# Who Is J?

One of the main goals of the ‘Yes We Tech’ community is contributing to create an inclusive space where we can celebrate diversity, provide visibility to women-in-tech, and ensure that everybody has an equal chance to learn, share and enjoy technology related disciplines.

As co-organisers of the JOTB event we are happy to see that the number of women speakers has been doubled this year from 5 to 11, representing a 21% of the total.

But, Is this diversity enough?

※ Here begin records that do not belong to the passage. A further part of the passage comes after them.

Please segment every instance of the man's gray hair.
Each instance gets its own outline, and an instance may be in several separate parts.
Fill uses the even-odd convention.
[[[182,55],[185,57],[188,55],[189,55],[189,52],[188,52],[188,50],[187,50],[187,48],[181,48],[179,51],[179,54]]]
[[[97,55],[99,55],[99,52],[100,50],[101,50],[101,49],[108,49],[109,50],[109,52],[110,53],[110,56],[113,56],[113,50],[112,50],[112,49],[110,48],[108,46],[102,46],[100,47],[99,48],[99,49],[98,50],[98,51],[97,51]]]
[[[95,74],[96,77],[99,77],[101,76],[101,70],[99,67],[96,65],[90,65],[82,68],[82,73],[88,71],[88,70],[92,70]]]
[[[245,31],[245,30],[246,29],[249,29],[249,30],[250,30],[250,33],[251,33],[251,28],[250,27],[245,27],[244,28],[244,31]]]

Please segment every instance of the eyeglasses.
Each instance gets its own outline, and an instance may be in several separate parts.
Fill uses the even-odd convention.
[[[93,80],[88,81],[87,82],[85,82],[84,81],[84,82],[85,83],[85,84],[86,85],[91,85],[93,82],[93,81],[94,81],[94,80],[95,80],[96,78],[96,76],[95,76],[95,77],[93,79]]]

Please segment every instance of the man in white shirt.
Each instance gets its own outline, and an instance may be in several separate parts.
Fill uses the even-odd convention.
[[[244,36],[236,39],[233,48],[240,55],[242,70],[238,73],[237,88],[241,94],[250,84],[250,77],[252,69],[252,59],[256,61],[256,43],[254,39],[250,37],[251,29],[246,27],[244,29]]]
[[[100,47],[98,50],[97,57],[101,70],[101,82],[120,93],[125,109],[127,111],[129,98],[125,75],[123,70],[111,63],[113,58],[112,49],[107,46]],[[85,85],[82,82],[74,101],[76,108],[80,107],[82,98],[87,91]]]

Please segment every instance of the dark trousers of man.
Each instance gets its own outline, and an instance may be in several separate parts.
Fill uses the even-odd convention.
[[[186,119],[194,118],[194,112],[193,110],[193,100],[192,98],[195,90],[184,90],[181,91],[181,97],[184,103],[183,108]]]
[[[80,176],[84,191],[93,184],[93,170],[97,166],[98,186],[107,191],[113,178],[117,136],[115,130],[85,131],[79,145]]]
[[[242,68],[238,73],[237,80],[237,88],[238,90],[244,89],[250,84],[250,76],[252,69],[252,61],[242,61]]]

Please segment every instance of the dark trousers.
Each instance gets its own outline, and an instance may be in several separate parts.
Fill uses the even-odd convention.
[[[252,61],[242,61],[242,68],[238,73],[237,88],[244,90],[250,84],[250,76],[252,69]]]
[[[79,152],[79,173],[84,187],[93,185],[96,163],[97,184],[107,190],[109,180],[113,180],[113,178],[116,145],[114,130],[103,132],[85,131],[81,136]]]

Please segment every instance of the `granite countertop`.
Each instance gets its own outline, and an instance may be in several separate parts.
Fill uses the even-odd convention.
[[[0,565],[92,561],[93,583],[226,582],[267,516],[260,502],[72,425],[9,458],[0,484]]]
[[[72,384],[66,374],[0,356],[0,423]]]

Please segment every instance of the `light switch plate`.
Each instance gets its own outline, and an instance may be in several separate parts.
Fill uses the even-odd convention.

How can we know that we have succeeded in our goal? and more importantly, how can we get a more diverse event in future editions?

## Analysing JOTB diversity network 

The work that we are sharing here talks about two things: one is a story about data and the other one is a story about people.

Data is pretty simple, very straightforward. We'll start importing some libraries to help us analyse and visualise it.

In [328]:
import pandas as pd
import numpy as np
import scipy as sp
from iplotter import GCPlotter

plotter = GCPlotter()

### Small data analysis

It says that in 2016, J engaged more than 40 speakers and 350 attendees into this big data thing.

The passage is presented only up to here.